Midsommar ★★★★

Aster has shown that he can push contemporary horror past the rigid boudaries set by what feels like the industry itself.  He hasn’t settled into that comfortable, repetitive, 90/100 minute contemporary horror clique, where so many directors have forgone artistic and creative value for a movie that is more digestable to the everyday horror viewer.  And unsurprisingly, digestible is the last word I would use to describe Midsommar; it sits in my stomach even now as I write this review.  But it doesn’t sit there like a glass of whole milk and some ricotta cheese, gurgling in my intestines, serving no purpose besides discomfort (though the discomfort is definitely there).  It sits there and serves as a constant reminder, forcing me to make sense of and explore the madness that took place during those 145 minutes.  

At the end of the day, what surprised me most about this movie was a bit surprising in and of itself.  It wasn’t what was physically displayed on the screen, while that was certainly jarring and thought provoking (yet to be expected of Ari “Cut-your-head-off-with-a-hack-saw” Aster).  But, it was the relatively unified, majority positive response regarding how people felt about this movie.  To me it seems like if there was ever a movie to elicit contention, it would be this one.  Hereditary felt easier to rally around; it was a more accessible, traditional horror movie with a tighter plot.  

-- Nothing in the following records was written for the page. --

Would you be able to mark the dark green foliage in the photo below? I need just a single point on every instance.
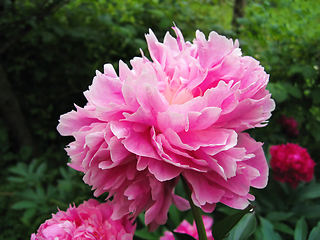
(52, 61)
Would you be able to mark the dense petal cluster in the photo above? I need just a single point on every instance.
(291, 164)
(186, 227)
(289, 125)
(181, 113)
(89, 220)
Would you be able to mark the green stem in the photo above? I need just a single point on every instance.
(196, 212)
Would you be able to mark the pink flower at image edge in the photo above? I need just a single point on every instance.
(89, 220)
(186, 227)
(181, 113)
(291, 164)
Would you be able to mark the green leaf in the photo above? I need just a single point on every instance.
(301, 231)
(24, 205)
(267, 230)
(307, 192)
(283, 228)
(292, 90)
(308, 211)
(244, 228)
(279, 216)
(41, 169)
(222, 228)
(174, 215)
(182, 236)
(144, 234)
(315, 233)
(279, 93)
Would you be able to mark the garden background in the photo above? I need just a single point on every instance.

At its base, the plot of this movie felt like an excuse to explore the depraved and grotesque.  And Aster set himself up to do so perfectly.  The Midsommar festival itself was shrouded in ambiguity and mystery.  It was complete with the dispersion of just enough information regarding what would actually be happening there to keep the characters and viewers around.  The festival was a blank slate for Aster to go all out and he didn’t shy away.  He walked a fine line between what was to be expected and what actually happened.  Yet because he didn’t really let the viewers quickly acclimate to the line he was walking, besides in so far as their knowledge that they were definitely walking the line, when something happened it hit hard, but not overpoweringly hard.  Aster took the usually long list of things that would have been just too much to put on the screen and actively made it shorter with concentrated, slow drip doses of insanity to the point where the viewer’s defenses had been compromised and they would greedily consume the next heinous ritual Midsommar had to offer.  

Aster’s ability to elicit such intense visceral responses to his films is something I admire.  With Midsommar he continued to show that he can do crazy, unconventional things, yet simultaneously operate just within the confines of what is grounded and rewarding to watch.